I'm using eBPF to trace context switches on a bare metal Ubuntu 20.04 server. For some reason, the timestamp from the traces jumps in value during the job execution, and I'm not sure why. My eBPF program to trace is as follows:
!/usr/bin/python
#
# trace context switch
import time
start_time = time.time()
from bcc import BPF
print("imports: " + str(time.time() - start_time))
# load BPF program
b = BPF(text="""
TRACEPOINT_PROBE(sched, sched_switch) {
// cat /sys/kernel/debug/tracing/events/sched/sched_switch/format
bpf_trace_printk("%d\\n", args->prev_prio);
return 0;
}
""")
print("BPF program set: " + str(time.time() - start_time))
# data structures
unique_pid_counts = {}
timeline = []
value_errors = 0
time_diffs = []
"""
Collects data from the context switch trace and stores it in the data structures unique_task_counts and timeline
"""
print("Started tracing: " + str(time.time() - start_time))
while True:
try:
# get current time
current_time = time.perf_counter()
# capture data from trace
data = b.trace_fields() # (task, pid, cpu, flags, ts, msg)
# add task to timeline
timeline.append(data)
# output
# if counter % 2000 == 0:
time_diffs.append((data, current_time - data[4]))
except ValueError:
value_errors += 1
continue
except KeyboardInterrupt:
# feedback to the user
print("Finished tracing: " + str(time.time() - start_time) + " seconds")
if value_errors:
print("value errors: " + str(value_errors))
# write the differences to a file
with open("Data/time_diffs.txt", "w") as fl:
fl.write("\n".join(str(x) for x in time_diffs))
# process the data
from data_process import tracing_data_process
tracing_data_process(timeline)
# finished tracing
print("Finished processing timeline, total run: " + str(round(time.time() - start_time, 3)) + " seconds")
exit()
I store the information from the traces in a file, part of which is displayed here. The format is ((task name, process ID, CPU number, flags, timestamp, message), python performance counter - timestamp). The two traces showing the jump are bolded:
((b'kworker/u32:0', 62419, 13, b'd...', 5032.112517, b'120'), 344.77145957000084)

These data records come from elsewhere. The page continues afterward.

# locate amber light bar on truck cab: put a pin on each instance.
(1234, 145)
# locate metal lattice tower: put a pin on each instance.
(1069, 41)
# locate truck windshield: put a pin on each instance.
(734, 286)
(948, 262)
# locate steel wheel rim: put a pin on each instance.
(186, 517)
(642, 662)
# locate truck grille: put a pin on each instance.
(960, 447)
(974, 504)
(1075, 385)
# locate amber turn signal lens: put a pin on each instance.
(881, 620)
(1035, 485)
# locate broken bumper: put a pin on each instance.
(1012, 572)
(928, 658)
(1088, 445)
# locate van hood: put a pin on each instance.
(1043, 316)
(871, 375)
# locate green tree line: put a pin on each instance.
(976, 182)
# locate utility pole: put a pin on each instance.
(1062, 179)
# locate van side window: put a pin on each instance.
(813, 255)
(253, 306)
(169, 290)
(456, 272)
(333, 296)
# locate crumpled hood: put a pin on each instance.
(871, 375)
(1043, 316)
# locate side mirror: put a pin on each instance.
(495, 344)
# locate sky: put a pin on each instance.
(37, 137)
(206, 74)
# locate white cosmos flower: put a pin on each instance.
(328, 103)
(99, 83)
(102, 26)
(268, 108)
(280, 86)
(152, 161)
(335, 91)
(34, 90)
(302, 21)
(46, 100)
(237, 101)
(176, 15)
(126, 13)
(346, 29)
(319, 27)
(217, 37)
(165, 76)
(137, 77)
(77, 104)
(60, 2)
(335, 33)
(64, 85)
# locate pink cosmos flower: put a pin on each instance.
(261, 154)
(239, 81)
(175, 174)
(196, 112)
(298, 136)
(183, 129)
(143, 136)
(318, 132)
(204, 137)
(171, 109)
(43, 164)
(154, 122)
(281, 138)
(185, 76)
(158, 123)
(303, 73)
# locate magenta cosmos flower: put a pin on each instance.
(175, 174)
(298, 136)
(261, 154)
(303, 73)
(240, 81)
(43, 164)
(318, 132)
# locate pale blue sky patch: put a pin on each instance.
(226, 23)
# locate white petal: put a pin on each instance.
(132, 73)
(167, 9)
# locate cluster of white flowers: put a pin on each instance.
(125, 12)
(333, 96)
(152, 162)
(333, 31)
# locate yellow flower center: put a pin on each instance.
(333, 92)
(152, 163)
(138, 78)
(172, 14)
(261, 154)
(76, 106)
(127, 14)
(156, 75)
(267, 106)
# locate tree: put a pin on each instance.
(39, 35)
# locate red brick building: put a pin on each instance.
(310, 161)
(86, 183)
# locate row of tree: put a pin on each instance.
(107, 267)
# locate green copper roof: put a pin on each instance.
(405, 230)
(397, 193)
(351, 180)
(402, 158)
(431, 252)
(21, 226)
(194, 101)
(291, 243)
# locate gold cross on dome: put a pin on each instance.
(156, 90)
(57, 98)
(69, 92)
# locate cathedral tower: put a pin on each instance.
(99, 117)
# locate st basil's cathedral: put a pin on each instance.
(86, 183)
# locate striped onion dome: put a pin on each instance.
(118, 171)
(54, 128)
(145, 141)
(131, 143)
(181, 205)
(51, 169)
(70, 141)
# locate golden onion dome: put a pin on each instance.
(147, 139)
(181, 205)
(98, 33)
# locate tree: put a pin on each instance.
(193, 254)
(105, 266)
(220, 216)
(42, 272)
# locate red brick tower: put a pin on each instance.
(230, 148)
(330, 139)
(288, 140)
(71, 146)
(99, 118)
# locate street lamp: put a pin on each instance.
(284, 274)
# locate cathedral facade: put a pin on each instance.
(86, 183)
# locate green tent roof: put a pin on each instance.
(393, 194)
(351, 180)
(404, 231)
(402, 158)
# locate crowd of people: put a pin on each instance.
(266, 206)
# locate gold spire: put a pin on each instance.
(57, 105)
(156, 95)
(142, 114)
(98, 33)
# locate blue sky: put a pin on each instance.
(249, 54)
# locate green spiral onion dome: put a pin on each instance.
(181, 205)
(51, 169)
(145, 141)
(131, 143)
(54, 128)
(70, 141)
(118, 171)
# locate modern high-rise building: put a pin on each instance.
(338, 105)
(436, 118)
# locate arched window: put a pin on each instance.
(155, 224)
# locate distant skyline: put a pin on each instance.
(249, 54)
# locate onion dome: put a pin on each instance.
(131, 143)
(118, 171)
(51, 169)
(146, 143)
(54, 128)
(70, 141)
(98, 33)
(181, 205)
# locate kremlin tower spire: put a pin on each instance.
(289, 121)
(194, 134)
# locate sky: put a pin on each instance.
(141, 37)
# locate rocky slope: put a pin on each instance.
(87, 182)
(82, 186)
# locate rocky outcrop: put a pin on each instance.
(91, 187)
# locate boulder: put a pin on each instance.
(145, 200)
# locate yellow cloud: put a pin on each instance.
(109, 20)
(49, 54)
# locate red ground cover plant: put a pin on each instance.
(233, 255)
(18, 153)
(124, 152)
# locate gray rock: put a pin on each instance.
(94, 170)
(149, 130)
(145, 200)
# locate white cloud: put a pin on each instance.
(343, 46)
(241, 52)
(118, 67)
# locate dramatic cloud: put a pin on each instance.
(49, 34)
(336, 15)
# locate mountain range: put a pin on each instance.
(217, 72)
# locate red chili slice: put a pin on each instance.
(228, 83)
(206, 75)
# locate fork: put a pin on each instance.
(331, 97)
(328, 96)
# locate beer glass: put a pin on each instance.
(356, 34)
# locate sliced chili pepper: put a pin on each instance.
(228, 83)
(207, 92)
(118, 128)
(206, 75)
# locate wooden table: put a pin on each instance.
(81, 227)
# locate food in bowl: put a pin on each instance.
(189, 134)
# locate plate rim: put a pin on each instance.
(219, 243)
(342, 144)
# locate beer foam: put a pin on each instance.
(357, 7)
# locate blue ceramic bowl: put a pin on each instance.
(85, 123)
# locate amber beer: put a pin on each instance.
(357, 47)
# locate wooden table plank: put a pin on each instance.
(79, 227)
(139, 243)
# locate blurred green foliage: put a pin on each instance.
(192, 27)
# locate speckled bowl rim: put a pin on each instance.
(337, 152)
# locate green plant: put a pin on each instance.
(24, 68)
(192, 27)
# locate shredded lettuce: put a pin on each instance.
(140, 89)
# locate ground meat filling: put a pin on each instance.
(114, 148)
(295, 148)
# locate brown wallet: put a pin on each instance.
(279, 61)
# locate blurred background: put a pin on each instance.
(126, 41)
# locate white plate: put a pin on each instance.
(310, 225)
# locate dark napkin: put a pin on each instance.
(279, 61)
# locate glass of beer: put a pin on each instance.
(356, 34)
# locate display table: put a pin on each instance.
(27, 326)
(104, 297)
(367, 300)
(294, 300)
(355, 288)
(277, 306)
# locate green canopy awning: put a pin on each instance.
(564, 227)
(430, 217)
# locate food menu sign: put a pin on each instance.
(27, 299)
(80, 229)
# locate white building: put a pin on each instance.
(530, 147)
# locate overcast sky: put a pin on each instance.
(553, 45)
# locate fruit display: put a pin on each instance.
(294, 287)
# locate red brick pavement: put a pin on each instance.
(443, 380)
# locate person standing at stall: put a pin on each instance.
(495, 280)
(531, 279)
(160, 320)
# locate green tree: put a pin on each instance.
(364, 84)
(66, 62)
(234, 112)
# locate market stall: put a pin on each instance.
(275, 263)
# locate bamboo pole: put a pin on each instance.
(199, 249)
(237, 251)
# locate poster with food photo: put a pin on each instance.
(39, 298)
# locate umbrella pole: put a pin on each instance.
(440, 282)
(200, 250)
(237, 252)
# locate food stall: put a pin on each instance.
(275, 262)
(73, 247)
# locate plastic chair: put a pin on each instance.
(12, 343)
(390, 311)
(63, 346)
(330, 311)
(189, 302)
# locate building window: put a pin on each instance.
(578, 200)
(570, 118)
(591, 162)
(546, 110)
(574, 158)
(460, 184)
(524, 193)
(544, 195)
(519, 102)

((b'<idle>', 0, 13, b'd...', 5032.112689, b'120'), 344.77129126600084)
((b'kworker/u32:0', 62419, 13, b'd...', 5032.112701, b'120'), 344.77128291699955)
((b'<idle>', 0, 13, b'd...', 5032.114244, b'120'), 344.7697435989994)
((b'kworker/u32:0', 62419, 13, b'd...', 5032.114271, b'120'), 344.7697202419995)
((b'<idle>', 0, 1, b'd...', 5032.114313, b'120'), 344.76968189200034)
((b'sshd', 45772, 1, b'd...', 5032.114459, b'120'), 344.7695395889996)
((b'', 0, 14, b'd...', 5377.338941, b'120'), -0.45493316400006734)
((b'kworker/u32:4', 21613, 14, b'd...', 5377.338969, b'120'), -0.4549573809999856)
((b'<idle>', 0, 1, b'd...', 5377.33901, b'120'), -0.4549946520000958)
((b'sshd', 45772, 1, b'd...', 5377.339155, b'120'), -0.455133453999224)
((b'<idle>', 0, 5, b'd...', 5377.346264, b'120'), -0.4622384320000492)
((b'rcu_sched', 11, 5, b'd...', 5377.346278, b'120'), -0.462244209000346)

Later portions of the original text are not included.